"I wonder how much money Goodyear had to pay for his victory," commented Grandmother.
"Oh, Webster will make money. Of course Goodyear won't have to pay it all, for several rubber firms united with him against Day to protect their own interests. The talk among the lawyers when I came away was that Webster would get somewhere in the vicinity of twenty-five thousand dollars. I don't believe Goodyear even in these last years has made so much as that above his expenses. But he's generosity itself when he has anything to give. What do you suppose he's sent to Mr. Webster for a present?"
"Oh, I don't know. He's so unpractical that he'd give his house away if some one wanted it," answered Grandmother, whose own good judgment could not be denied.
"I think you're a little severe," answered her husband. "But you won't be surprised to know that he's sent to Marshfield that handsome thoroughbred that he drove Webster to the court house with, because Webster admired the animal so much."

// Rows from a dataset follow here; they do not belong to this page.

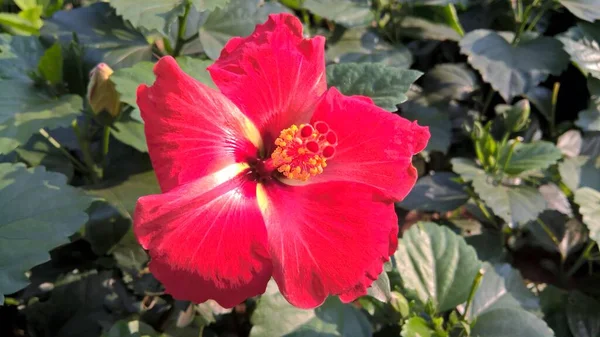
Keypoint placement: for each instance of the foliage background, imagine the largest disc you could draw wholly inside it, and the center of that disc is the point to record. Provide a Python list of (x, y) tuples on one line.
[(499, 236)]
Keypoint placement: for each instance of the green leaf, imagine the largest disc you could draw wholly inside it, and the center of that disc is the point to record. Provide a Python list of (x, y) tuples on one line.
[(583, 315), (384, 84), (437, 264), (331, 319), (238, 18), (435, 118), (505, 322), (582, 42), (23, 111), (360, 45), (104, 34), (589, 206), (513, 70), (515, 204), (532, 156), (502, 287), (416, 327), (588, 10), (466, 168), (51, 63), (39, 212), (19, 55), (348, 13), (436, 193)]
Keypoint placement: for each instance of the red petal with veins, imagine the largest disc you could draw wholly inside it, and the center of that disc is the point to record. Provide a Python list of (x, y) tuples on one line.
[(274, 75), (375, 147), (207, 239), (325, 239), (191, 129)]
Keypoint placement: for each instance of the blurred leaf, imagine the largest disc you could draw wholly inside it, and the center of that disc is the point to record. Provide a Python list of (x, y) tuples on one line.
[(513, 70), (331, 319), (436, 193), (39, 212), (583, 315), (416, 327), (437, 120), (39, 152), (466, 168), (104, 34), (19, 55), (451, 81), (589, 206), (384, 84), (51, 63), (504, 322), (582, 42), (159, 14), (361, 45), (502, 287), (515, 204), (532, 156), (348, 13), (437, 264), (238, 18), (24, 110), (133, 328), (588, 10)]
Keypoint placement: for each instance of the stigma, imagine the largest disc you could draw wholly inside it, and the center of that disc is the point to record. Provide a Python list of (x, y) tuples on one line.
[(302, 151)]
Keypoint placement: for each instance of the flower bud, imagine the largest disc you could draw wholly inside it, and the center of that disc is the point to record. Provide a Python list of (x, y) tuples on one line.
[(101, 92)]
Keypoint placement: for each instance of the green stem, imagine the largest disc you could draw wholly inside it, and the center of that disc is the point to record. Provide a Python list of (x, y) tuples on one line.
[(582, 258), (59, 147), (181, 32), (474, 287), (87, 152)]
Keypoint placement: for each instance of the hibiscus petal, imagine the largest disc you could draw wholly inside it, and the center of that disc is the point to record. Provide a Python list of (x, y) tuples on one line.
[(207, 239), (191, 129), (274, 75), (375, 147), (325, 239)]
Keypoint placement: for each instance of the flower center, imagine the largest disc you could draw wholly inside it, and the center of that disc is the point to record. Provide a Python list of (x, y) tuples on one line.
[(302, 151)]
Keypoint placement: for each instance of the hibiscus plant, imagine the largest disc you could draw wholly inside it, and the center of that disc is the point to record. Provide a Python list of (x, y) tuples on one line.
[(306, 168)]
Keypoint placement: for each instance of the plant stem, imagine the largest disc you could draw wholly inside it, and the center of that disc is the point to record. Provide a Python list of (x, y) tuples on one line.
[(582, 258), (181, 31), (59, 147), (474, 287)]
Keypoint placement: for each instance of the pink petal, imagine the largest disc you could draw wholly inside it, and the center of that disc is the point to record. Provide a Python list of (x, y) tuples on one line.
[(207, 239), (274, 75), (191, 129), (375, 147), (325, 239)]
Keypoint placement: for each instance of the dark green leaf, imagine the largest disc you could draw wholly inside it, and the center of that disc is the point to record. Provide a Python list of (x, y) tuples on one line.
[(331, 319), (510, 322), (584, 9), (589, 206), (513, 70), (532, 156), (436, 193), (502, 287), (583, 315), (437, 264), (238, 18), (515, 204), (24, 110), (39, 212), (360, 45), (104, 34), (384, 84), (349, 13)]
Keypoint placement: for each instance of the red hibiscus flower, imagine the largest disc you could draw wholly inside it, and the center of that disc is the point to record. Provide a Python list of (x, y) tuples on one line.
[(274, 175)]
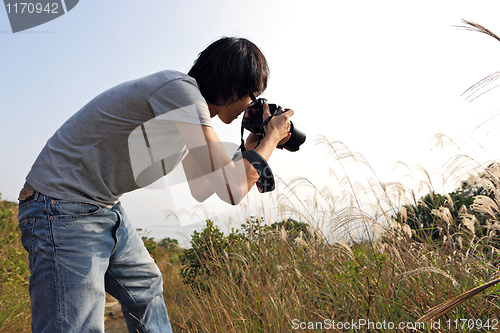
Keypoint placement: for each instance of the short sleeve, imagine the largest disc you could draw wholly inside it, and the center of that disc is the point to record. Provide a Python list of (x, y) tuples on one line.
[(180, 100)]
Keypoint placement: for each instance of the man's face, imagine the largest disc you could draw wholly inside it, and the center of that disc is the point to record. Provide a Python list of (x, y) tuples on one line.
[(228, 113)]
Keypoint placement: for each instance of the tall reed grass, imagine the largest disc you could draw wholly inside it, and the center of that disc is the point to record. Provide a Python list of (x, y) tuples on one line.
[(363, 263)]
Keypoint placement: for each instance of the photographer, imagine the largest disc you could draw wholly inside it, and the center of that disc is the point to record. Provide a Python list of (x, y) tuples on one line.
[(79, 239)]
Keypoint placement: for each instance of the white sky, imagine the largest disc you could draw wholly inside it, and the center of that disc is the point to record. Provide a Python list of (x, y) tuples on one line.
[(382, 77)]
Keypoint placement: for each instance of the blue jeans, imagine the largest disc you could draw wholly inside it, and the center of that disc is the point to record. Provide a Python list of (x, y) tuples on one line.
[(78, 251)]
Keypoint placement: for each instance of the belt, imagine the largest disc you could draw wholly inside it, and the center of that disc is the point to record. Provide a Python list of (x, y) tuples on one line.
[(26, 192)]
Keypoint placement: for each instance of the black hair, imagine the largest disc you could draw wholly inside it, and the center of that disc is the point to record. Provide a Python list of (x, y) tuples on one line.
[(230, 68)]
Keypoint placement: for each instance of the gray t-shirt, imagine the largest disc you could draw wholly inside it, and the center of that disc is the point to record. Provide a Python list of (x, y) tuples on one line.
[(122, 140)]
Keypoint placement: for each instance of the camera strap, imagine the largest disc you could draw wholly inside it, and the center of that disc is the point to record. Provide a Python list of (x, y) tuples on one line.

"Just exactly like him!" was the response. "He'll probably wish some day he had the money that colt would bring."
Lucy did not go to Trenton again for eight years. On her next visit, strangely enough, Grandfather's household was again talking of the beloved, unpractical dreamer, who by this time had sacrificed his life in the interests of humanity. For Mr. Goodyear had come to the end of his useful, honored, but difficult career. In spite of his triumphant success, his health had been permanently broken by hard work and worry, and his last years had not been entirely free from the occasional threatenings of poverty.
Indeed, by an unlucky circumstance, again his misfortune but not his fault, he was thrown once more for a short time into a debtors' prison when he was visiting France on a business trip. But the friends who knew him pitied him, trusted him, and honored him to the end; and though Lucy Hobart is now almost seventy-eight years old and has seen most of the prominent Americans of the later nineteenth century, she remembers no one who worked harder or suffered more for the good of humanity than the undaunted Goodyear who insisted, "If it is to be done, it must be done and it will be done. Somebody will yet thank me for it."